Crystal was an arena touring show by Cirque du Soleil that started previewing to the public in October 2017, with an official premiere in December 2017. It is Cirque du Soleil's 42nd original show since 1984, and the first one done on an ice rink, where most of the performers are ice skating throughout the show, and blends several circus acts with high-level ice skating. It is described as a woman shattering reality to discover herself in the world of possibility.
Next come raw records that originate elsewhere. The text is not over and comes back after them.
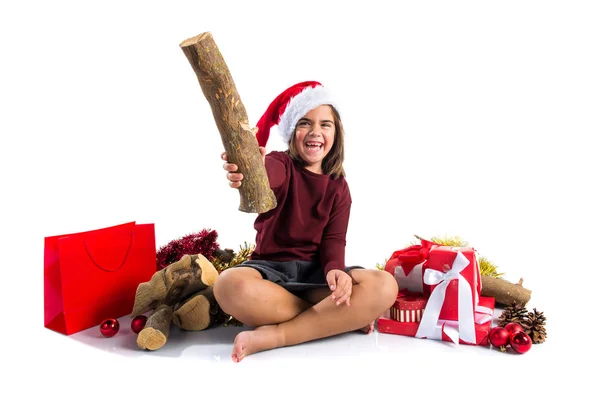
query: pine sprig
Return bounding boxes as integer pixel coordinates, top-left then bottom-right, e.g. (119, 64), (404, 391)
(430, 235), (469, 247)
(212, 242), (255, 273)
(478, 255), (504, 278)
(375, 258), (388, 271)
Kurt Browning, a four-time world champion Canadian figure skater, joined the creative team as the Skating Performances Senior Designer, along with Benjamin Agosto, four-time world medalist American ice dancer, as the Skating Performances Designer.

== Music ==

- Cover of U2's "Beautiful Day" performed by Cyrille Aimée.

- Cover of Beyonce's "Halo" performed by Gabrielle Shonk.
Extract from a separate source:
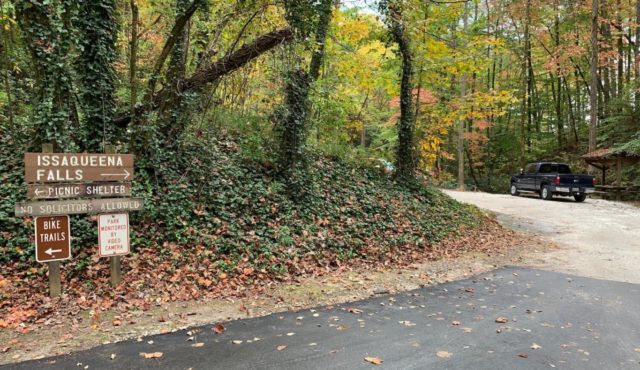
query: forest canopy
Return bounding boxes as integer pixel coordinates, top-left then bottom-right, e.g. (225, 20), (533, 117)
(1, 0), (639, 190)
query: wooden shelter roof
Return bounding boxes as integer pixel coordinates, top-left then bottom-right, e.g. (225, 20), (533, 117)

- Cover of Nina Simone's "Sinnerman" performed by Betty Bonifassi.

- Cover of Sia's "Chandelier" performed by Ariane Moffatt.

== Reception ==
Crystal had its first preview public performances in some second-tier US markets, before officially premiering in Quebec in December 2017. In one of the first reviews of the show, YQG Rocks entertainment critic Dan Savoie said of the Windsor, Ontario show at the WFCU Centre on January 3, 2018: "Crystal was an astonishing demonstration and is gorgeous in every way. The ice seemed to enhance the movements and made the performers appear to move faster."